Global Health Council: What is the Nigerian Ministry of Health doing?
Dr. Akogun: The Federal Ministry of Health has witnessed a lot of changes since 1999, which calls for celebration. It is an action-packed ministry with a list of priority research topics, but unfortunately the States aren’t so active, except perhaps Lagos State. Many merely adopt the federal list without assessing the local relevance. They are not as creative as the federal level, where, professional competence and leadership has been the mainstay for the past 10 years.
Yet the hub of implementation is at the State level and I would like to see the States set their priorities. Malaria will be top on every State list. Next priorities will be the worms –intestinal ones, the filarial worms. If we can tackle these in the next 10 years, we will only need to continue with surveillance of other diseases, like the human African trypanosomiasis in the guinea savanna areas of Nasarawa, Plateau, Taraba and Bauchi States.

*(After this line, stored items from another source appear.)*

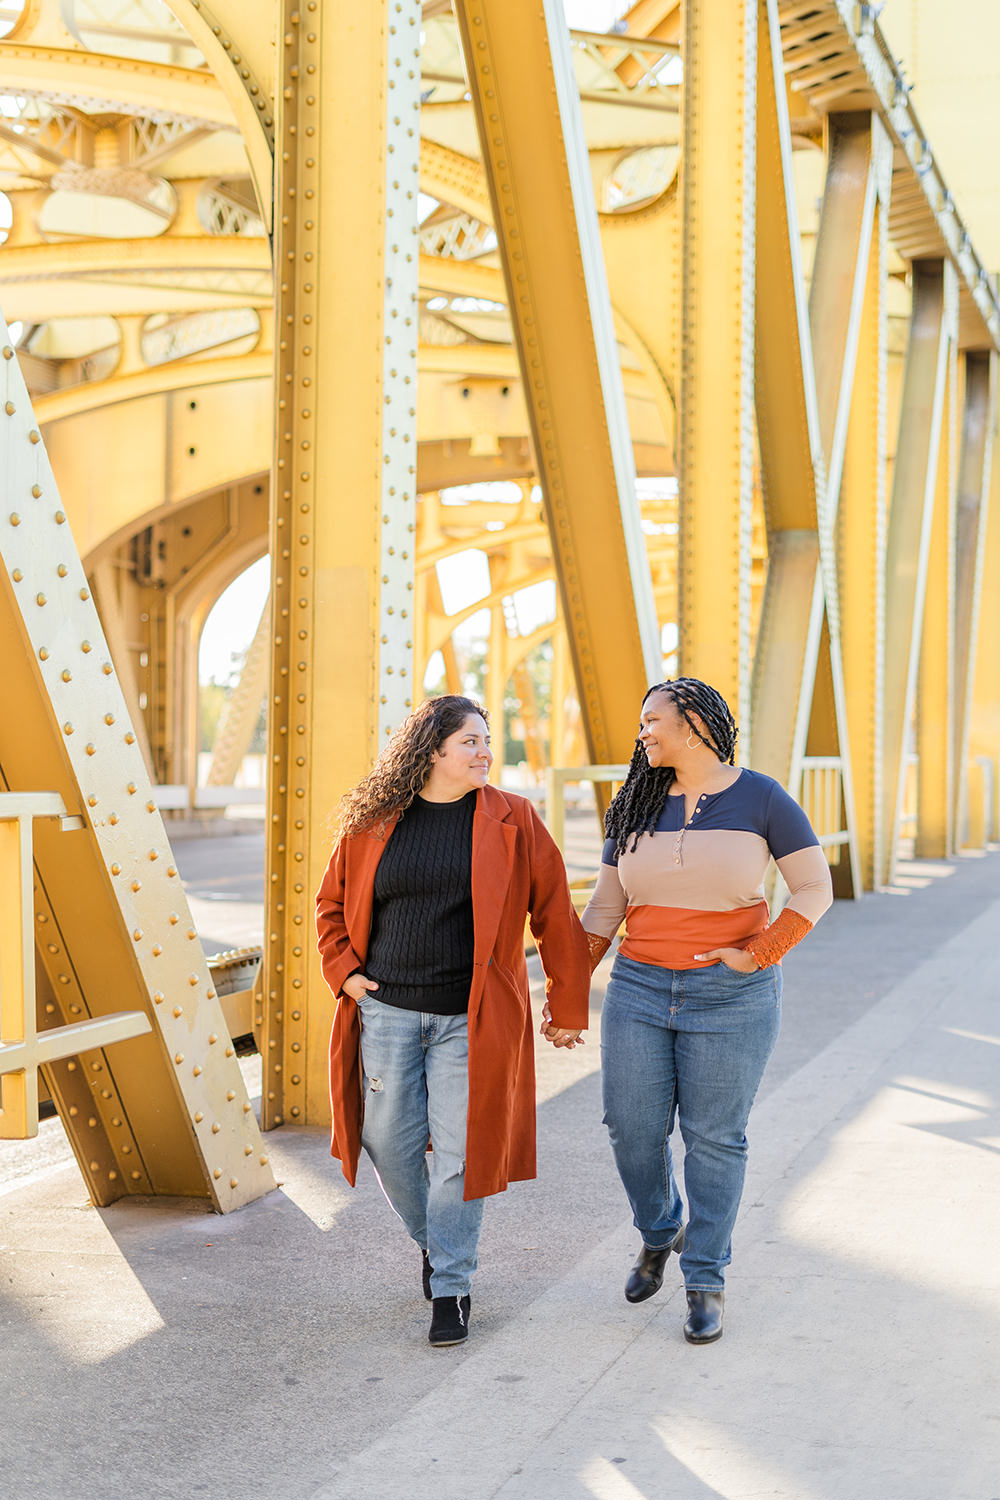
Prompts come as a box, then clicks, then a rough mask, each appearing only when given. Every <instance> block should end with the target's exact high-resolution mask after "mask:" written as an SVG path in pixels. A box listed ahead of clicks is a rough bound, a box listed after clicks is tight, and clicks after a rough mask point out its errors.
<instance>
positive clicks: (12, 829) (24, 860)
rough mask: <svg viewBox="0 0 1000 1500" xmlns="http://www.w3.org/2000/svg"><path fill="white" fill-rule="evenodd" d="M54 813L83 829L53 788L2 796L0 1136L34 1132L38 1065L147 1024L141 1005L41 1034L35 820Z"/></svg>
mask: <svg viewBox="0 0 1000 1500" xmlns="http://www.w3.org/2000/svg"><path fill="white" fill-rule="evenodd" d="M36 817H57V819H58V820H60V823H61V826H63V828H64V829H70V828H76V829H78V828H85V823H84V820H82V817H75V816H70V814H67V811H66V807H64V805H63V799H61V796H58V793H57V792H1V793H0V1077H1V1089H3V1092H1V1095H0V1098H1V1107H0V1139H3V1140H24V1139H27V1137H30V1136H37V1070H39V1068H42V1067H45V1065H46V1064H49V1062H58V1061H61V1059H63V1058H73V1056H76V1053H81V1052H93V1050H94V1047H108V1046H109V1044H111V1043H115V1041H127V1040H129V1038H132V1037H142V1035H144V1034H145V1032H148V1031H151V1026H150V1019H148V1016H147V1014H145V1013H144V1011H117V1013H115V1014H112V1016H91V1017H88V1019H87V1020H84V1022H73V1023H72V1025H70V1026H52V1028H49V1029H48V1031H42V1032H39V1029H37V1020H36V998H34V897H33V886H34V855H33V837H31V835H33V820H34V819H36Z"/></svg>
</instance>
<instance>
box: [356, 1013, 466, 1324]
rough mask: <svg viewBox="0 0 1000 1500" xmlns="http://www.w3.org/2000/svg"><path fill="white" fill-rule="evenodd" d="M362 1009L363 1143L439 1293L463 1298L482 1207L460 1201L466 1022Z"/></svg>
mask: <svg viewBox="0 0 1000 1500" xmlns="http://www.w3.org/2000/svg"><path fill="white" fill-rule="evenodd" d="M358 1011H360V1016H361V1070H363V1076H364V1124H363V1128H361V1145H363V1146H364V1149H366V1152H367V1154H369V1157H370V1158H372V1164H373V1166H375V1172H376V1175H378V1181H379V1182H381V1185H382V1193H384V1194H385V1197H387V1199H388V1202H390V1205H391V1208H393V1209H394V1211H396V1214H399V1217H400V1220H402V1221H403V1224H405V1226H406V1230H408V1232H409V1235H411V1238H412V1239H415V1241H417V1244H418V1245H420V1248H421V1250H426V1251H427V1256H429V1257H430V1265H432V1268H433V1274H432V1277H430V1290H432V1295H433V1296H435V1298H451V1296H457V1298H462V1296H465V1295H466V1293H468V1290H469V1284H471V1281H472V1272H474V1271H475V1268H477V1265H478V1248H480V1229H481V1224H483V1203H484V1200H483V1199H471V1200H469V1202H468V1203H466V1202H465V1200H463V1193H465V1133H466V1121H468V1112H469V1023H468V1016H432V1014H429V1013H424V1011H405V1010H400V1008H399V1007H396V1005H385V1004H384V1002H382V1001H376V999H373V998H372V996H366V998H364V999H363V1001H358ZM429 1140H430V1143H432V1145H433V1151H432V1152H430V1154H429V1152H427V1142H429Z"/></svg>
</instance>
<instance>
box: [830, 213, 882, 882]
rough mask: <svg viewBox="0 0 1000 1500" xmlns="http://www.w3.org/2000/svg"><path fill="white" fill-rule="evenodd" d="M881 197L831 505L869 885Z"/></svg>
mask: <svg viewBox="0 0 1000 1500" xmlns="http://www.w3.org/2000/svg"><path fill="white" fill-rule="evenodd" d="M886 255H888V205H886V202H885V199H882V198H879V201H877V204H876V217H874V225H873V234H871V249H870V252H868V255H867V281H865V285H864V300H862V308H861V321H859V326H858V345H856V357H855V369H853V381H852V386H850V410H849V419H847V431H846V441H844V456H843V465H841V478H840V501H838V505H837V522H835V532H834V534H835V544H837V558H838V598H840V633H841V649H843V661H844V703H846V717H847V733H849V742H850V774H852V786H853V801H855V826H856V831H858V855H859V867H861V879H859V883H861V888H862V889H873V888H874V885H876V883H877V877H876V847H877V844H879V841H880V829H882V715H883V639H885V636H883V631H885V588H886V585H885V535H886Z"/></svg>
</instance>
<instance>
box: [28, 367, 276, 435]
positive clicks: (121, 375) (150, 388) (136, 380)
mask: <svg viewBox="0 0 1000 1500" xmlns="http://www.w3.org/2000/svg"><path fill="white" fill-rule="evenodd" d="M273 375H274V356H273V354H268V353H262V354H258V351H256V350H252V351H250V353H249V354H229V356H225V354H223V356H219V357H217V359H202V357H198V356H195V357H187V359H183V360H171V362H169V365H150V366H147V368H145V369H141V371H129V374H127V375H109V377H108V380H97V381H84V383H81V384H79V386H69V387H66V389H64V390H52V392H48V393H46V395H45V396H36V398H34V414H36V417H37V420H39V422H40V423H42V425H43V426H48V425H49V423H55V422H66V420H67V419H69V417H79V416H82V414H84V413H90V411H97V410H100V408H106V407H117V405H121V404H129V402H133V401H144V399H145V398H147V396H162V395H166V392H190V393H192V395H193V393H195V392H199V390H204V389H205V387H207V386H228V384H229V383H231V381H258V380H259V381H267V383H268V384H270V381H271V380H273Z"/></svg>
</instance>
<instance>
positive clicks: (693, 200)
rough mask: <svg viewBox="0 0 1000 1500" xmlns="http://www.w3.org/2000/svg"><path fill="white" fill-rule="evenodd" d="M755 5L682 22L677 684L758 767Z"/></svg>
mask: <svg viewBox="0 0 1000 1500" xmlns="http://www.w3.org/2000/svg"><path fill="white" fill-rule="evenodd" d="M756 43H757V3H756V0H721V3H720V0H712V3H709V0H688V3H687V5H685V10H684V68H685V75H684V141H685V166H684V240H682V324H681V452H679V458H681V465H679V478H681V564H679V567H681V574H679V600H681V618H679V622H678V624H679V663H681V672H682V673H685V675H690V676H700V678H705V681H708V682H712V684H714V685H715V687H717V688H718V690H720V691H721V693H723V696H724V697H726V699H727V700H729V703H730V705H732V709H733V712H735V714H736V718H738V720H739V721H741V723H742V724H744V726H745V727H744V732H742V739H741V747H742V754H744V756H750V754H751V753H753V751H751V742H750V733H748V727H750V526H751V493H753V332H751V330H753V305H754V261H753V229H751V226H753V222H754V211H753V198H754V162H753V130H751V120H753V99H754V92H756V87H757V63H756V57H757V45H756Z"/></svg>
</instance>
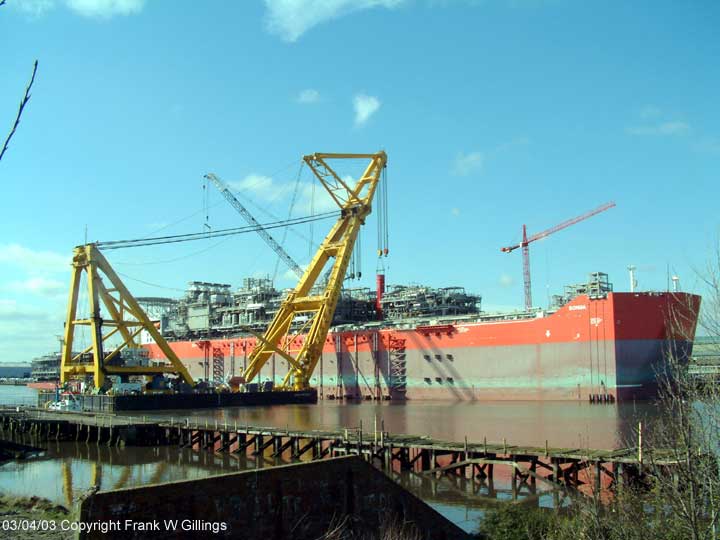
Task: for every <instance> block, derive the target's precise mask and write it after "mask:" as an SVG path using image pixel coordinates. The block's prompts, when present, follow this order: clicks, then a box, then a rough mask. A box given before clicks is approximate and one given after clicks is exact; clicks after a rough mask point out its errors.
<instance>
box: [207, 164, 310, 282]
mask: <svg viewBox="0 0 720 540" xmlns="http://www.w3.org/2000/svg"><path fill="white" fill-rule="evenodd" d="M205 178H207V179H208V180H210V181H211V182H212V183H213V184H215V187H217V188H218V190H219V191H220V193H222V195H223V197H225V198H226V199H227V200H228V202H229V203H230V204H232V205H233V208H235V210H237V211H238V212H239V213H240V215H241V216H242V217H244V218H245V221H247V222H248V224H250V225H252V226H253V227H255V230H256V231H257V233H258V234H259V235H260V237H261V238H262V239H263V240H265V243H266V244H267V245H268V246H270V247H271V248H272V250H273V251H274V252H275V253H277V255H278V257H280V258H281V259H282V260H283V262H284V263H285V264H287V265H288V267H289V268H290V270H292V271H293V272H295V274H297V277H298V278H302V277H303V274H304V273H305V272H304V271H303V269H302V268H300V265H299V264H298V263H296V262H295V260H294V259H293V258H292V257H291V256H290V255H288V254H287V252H286V251H285V250H284V249H283V247H282V246H281V245H280V244H278V243H277V242H276V241H275V239H274V238H273V237H272V236H270V233H269V232H267V230H265V228H264V227H263V226H262V225H261V224H260V223H259V222H258V221H257V220H256V219H255V218H254V217H253V215H252V214H251V213H250V212H248V210H247V208H245V207H244V206H243V205H242V203H241V202H240V201H238V200H237V199H236V198H235V195H233V194H232V192H231V191H230V189H229V188H228V187H227V186H226V185H225V183H224V182H223V181H222V180H220V178H218V177H217V176H216V175H214V174H213V173H208V174H206V175H205Z"/></svg>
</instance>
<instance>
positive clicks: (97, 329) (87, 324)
mask: <svg viewBox="0 0 720 540" xmlns="http://www.w3.org/2000/svg"><path fill="white" fill-rule="evenodd" d="M83 272H85V273H86V274H87V286H88V295H87V298H88V303H89V317H88V318H87V319H77V318H76V317H77V311H78V309H77V308H78V299H79V296H80V278H81V276H82V273H83ZM103 275H104V276H105V278H106V279H107V280H108V281H109V283H110V286H109V287H108V286H107V285H106V284H105V282H104V281H103ZM101 302H102V304H103V305H104V306H105V309H106V311H107V313H108V315H109V318H106V319H103V318H102V316H101V311H100V306H101ZM80 326H89V327H90V332H91V334H92V338H91V340H92V343H91V345H90V346H89V347H87V348H86V349H85V350H84V351H81V352H80V353H78V354H74V353H73V344H74V340H75V339H74V338H75V330H76V329H77V328H78V327H80ZM104 329H109V330H108V331H107V332H104ZM143 330H147V332H148V333H149V334H150V335H151V336H152V338H153V339H154V340H155V343H157V345H158V347H160V349H161V350H162V351H163V353H164V354H165V356H166V357H167V359H168V360H169V364H162V365H159V366H120V365H113V363H112V360H113V358H115V357H116V356H117V355H119V354H120V353H121V351H122V350H123V349H125V348H139V347H140V343H139V340H138V339H137V338H138V336H139V335H140V332H142V331H143ZM116 334H119V335H120V337H121V338H122V343H121V345H120V346H118V347H116V348H115V349H114V350H112V351H110V352H108V354H105V347H104V345H105V342H106V341H107V339H108V338H110V337H111V336H114V335H116ZM87 353H92V363H89V362H87V363H86V362H84V361H83V360H84V357H85V355H86V354H87ZM163 373H174V374H177V375H179V376H180V377H182V379H183V380H184V381H185V382H186V383H188V384H190V385H192V384H194V382H193V379H192V377H191V376H190V373H189V372H188V370H187V368H186V367H185V366H184V365H183V364H182V362H181V361H180V360H179V359H178V357H177V356H176V355H175V353H174V352H173V350H172V349H171V348H170V346H169V345H168V343H167V342H166V341H165V339H164V338H163V337H162V335H160V331H159V330H158V329H157V328H156V327H155V325H154V324H153V323H152V321H151V320H150V319H149V317H148V316H147V314H146V313H145V312H144V311H143V309H142V308H141V307H140V305H139V304H138V302H137V300H135V298H134V297H133V295H132V294H130V291H128V290H127V288H126V287H125V285H124V284H123V282H122V281H121V280H120V278H119V277H118V275H117V274H116V273H115V271H114V270H113V269H112V267H111V266H110V264H109V263H108V262H107V260H106V259H105V257H104V256H103V254H102V253H100V250H99V249H98V248H97V246H96V245H95V244H87V245H84V246H77V247H76V248H75V251H74V253H73V260H72V277H71V278H70V298H69V301H68V307H67V318H66V320H65V339H64V340H63V348H62V353H61V360H60V383H61V384H64V383H65V382H67V381H69V380H70V379H71V378H75V377H79V378H85V376H87V375H92V376H93V382H94V385H95V388H97V389H100V388H103V386H104V384H105V377H106V376H107V375H146V376H152V375H157V374H163Z"/></svg>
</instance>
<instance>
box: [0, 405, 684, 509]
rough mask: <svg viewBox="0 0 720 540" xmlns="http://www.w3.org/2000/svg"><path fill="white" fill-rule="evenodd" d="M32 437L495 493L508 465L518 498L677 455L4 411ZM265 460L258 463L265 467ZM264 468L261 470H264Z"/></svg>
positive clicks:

I am optimistic that with the initiative APOC has shown in supporting multiple disease intervention in a few States, we can rid Nigeria of this annoying state of infectious diseases. But there is the health system that must be reformed at the local and State level. They can surely do much more than they are doing at the moment. Whatever list they make, the community should be the guide. The community is the smallest unit of implementation and evaluation and their needs should determine the national priorities.
Global Health Council: Do you see CDI being adopted more widely by other countries?
Dr. Akogun: I see every country adopting the strategy in time to come. CDI is the most resource-efficient means of delivering multiple health interventions. It assures nearly universal access to all services and commodities; only the community itself can remove any service from the conveyor belt. CDI is based on community empowerment; empowerment creates demand; demand leads to dialogue and information sharing; which in turn brings understanding and innovation.
World Health Organization. 2008. Community-directed interventions for major health problems in Africa. Available from: http://www.who.int/tdr/publications/publications/cdi_report_08.htm
Akogun OB, Akogun M, Audu Z. 2000. Community-perceived benefits of ivermectin treatment in northeastern Nigeria. Social Science & Medicine 50:1451-56.
Akogun O, Audu Z, Weiss M, Adelakun A, Akoh J, Akogun M, et al. 2001. Community-directed treatment of onchocerciasis with ivermectin in Takum, Nigeria. Tropical Medicine and International Health 6 (3):232-43.
Kelly MG, Akogun OB. 1997. Rapid assessment of onchocerciasis prevalence and a model for selecting communities for ivermectin distribution in West Africa. Zbl Bakt 286:146-54.